In short, yes. There are several different ways to take your child's temperature, and the thresholds do vary depending on how the temperature is taken. Before deciding how to take their temperature, make sure to follow the guidelines based on their age.

Armpit: If the reading is above 99° Fahrenheit it is considered a fever. This method of taking your child's temperature is recommended for any age, but especially younger children.

Ear: A reading of 100.4° Fahrenheit or higher is considered a fever. Try this method with your child who is six months old or older.

Oral: If the reading is 100° Fahrenheit or higher using this method it is considered a fever and should be used for children four years old and up.

Rectal: This method of taking your child's temperature is the most accurate. A reading of 100.4° Fahrenheit or higher is considered a fever. This is most commonly used for children three years old and younger.
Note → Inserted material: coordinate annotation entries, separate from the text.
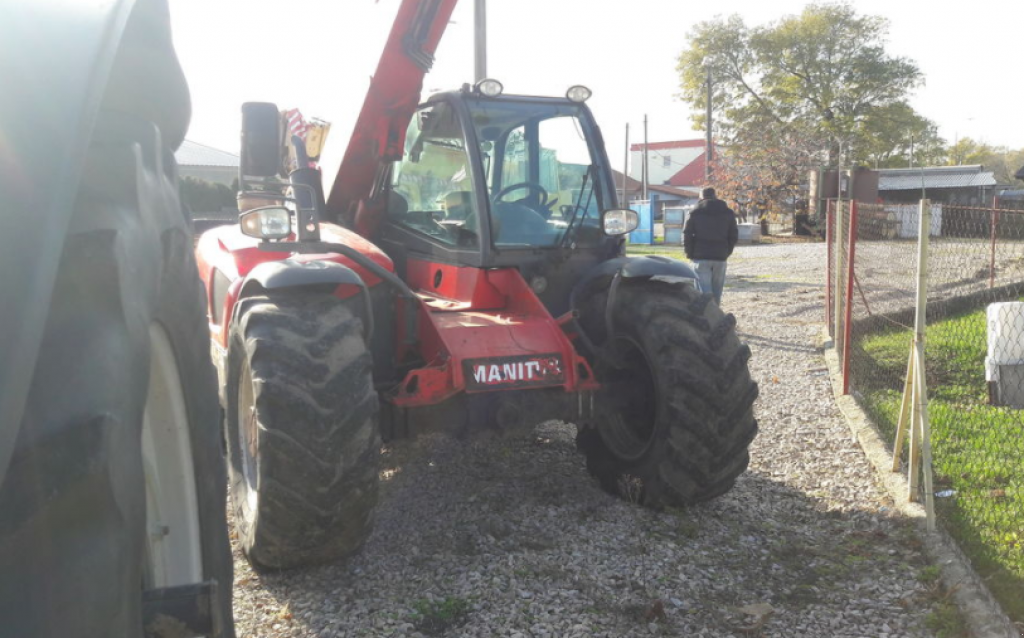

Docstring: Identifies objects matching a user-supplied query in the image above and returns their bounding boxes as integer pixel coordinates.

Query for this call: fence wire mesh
[837,198,1024,622]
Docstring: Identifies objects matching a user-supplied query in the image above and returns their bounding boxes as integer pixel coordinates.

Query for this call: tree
[181,176,238,213]
[677,3,929,173]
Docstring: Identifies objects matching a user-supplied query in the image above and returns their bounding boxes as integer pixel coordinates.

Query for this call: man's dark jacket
[683,199,738,261]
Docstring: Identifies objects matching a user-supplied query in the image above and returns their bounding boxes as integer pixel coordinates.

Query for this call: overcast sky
[171,0,1024,182]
Temporal (forehead): You can run this temperature reading over your child's forehead if they're four years old or older. A temperature of 100.4° Fahrenheit or more is considered a fever.

When to worry: What to know about "high" fevers in babies, infants, and children

When your kids are too little to tell you what's wrong, parents worry anytime their little one seems sick. But when do you really need to worry about high fevers in babies, infants, and children?

"Any baby younger than two months old needs to be seen by a doctor. Fevers in this age group can be a sign of a serious infection, and they should be seen in the emergency department immediately," says Dr. Wisniewski. "The visit may include blood, urine, spinal fluid, viral testing, x-rays, and hospitalization. It's important to not give these babies any medications," she adds.

What Is the Best Treatment for Fevers in Infants and Children?

This ultimately depends on the child's age. As mentioned above, the treatment for infants under two months old should be determined and administered by their medical provider. But for older babies and children, the best route is different.

For babies from two months to six months, Dr. Wisniewski says getting them to the doctor immediately isn't as urgent. "As long as your child is acting like themselves and drinking well, you can give Tylenol (acetaminophen) to make your kiddo more comfortable." However, she also recommends that If the fever doesn't get better in the following two to three days, to touch base with your pediatrician.

For babies older than six months, Dr. Wisniewski says parents can alternate between different medications. "At this age, you have the option of Tylenol (acetaminophen) or Motrin (ibuprofen) —but the same rules apply. If your child isn't getting better in a few days or appears unwell, call your pediatrician." In addition to medication, making sure your child gets plenty of rest and stays hydrated will aid in their recovery.